Session preview: When ML doesn't work as expected, what went wrong and how can you recover?

Given the intrinsic complex and dynamic nature of the machine learning (ML) the possibility of failure does not come like a surprise.

There are many reasons why this can happen. One of them is the biases in the training data and method (e.g. sampling, data preparation). Another reason is that the ultimate scope of the ML is not well defined and transparent. Further issues are linked to the machine learning techniques which are not able to inform us when the information is not clear or they cannot effectively learn from the data. Finally, ML uses a high number of hyper parameters (e.g. how many trees I consider in a decision process like random forest). These hyper parameters are defined by the developer and they cannot be derived by the data. 

Of course perfection always starts with mistakes. So, how can we make the ML a better place? Of course, the starting point is the data.

First of all, it is important that data is accurate, complete and sufficient to extract statistically significant insights. Data inputs must be interpretable, coherent with the internal policy of the firms and give a business rationale. In addition, we need to have a robust approach to pre-process the data to avoid any corrupted learning processes. 

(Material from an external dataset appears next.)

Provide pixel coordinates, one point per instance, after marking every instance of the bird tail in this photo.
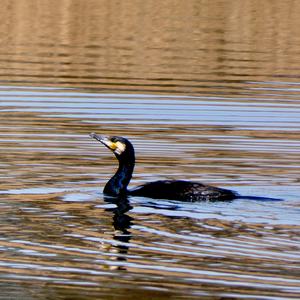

Another important point is the calibration. As we know, this is a crucial part for the traditional models and it is even more important for ML given the amount of parameters, data and the frequency they are updated. In this case, we can establish specific controls to assess if the calibration is appropriate and develop a monitoring framework including thresholds and triggers to inform if the model is working as expected. Of course, the above requires some changes in the way we review model risk for ML. First of all, we need to review the model risk policy to reflect the features of the ML discussed above. Secondly, the validators must be sure they are equipped with the right tools to deal with the big data and computation complexity behind the ML exploit.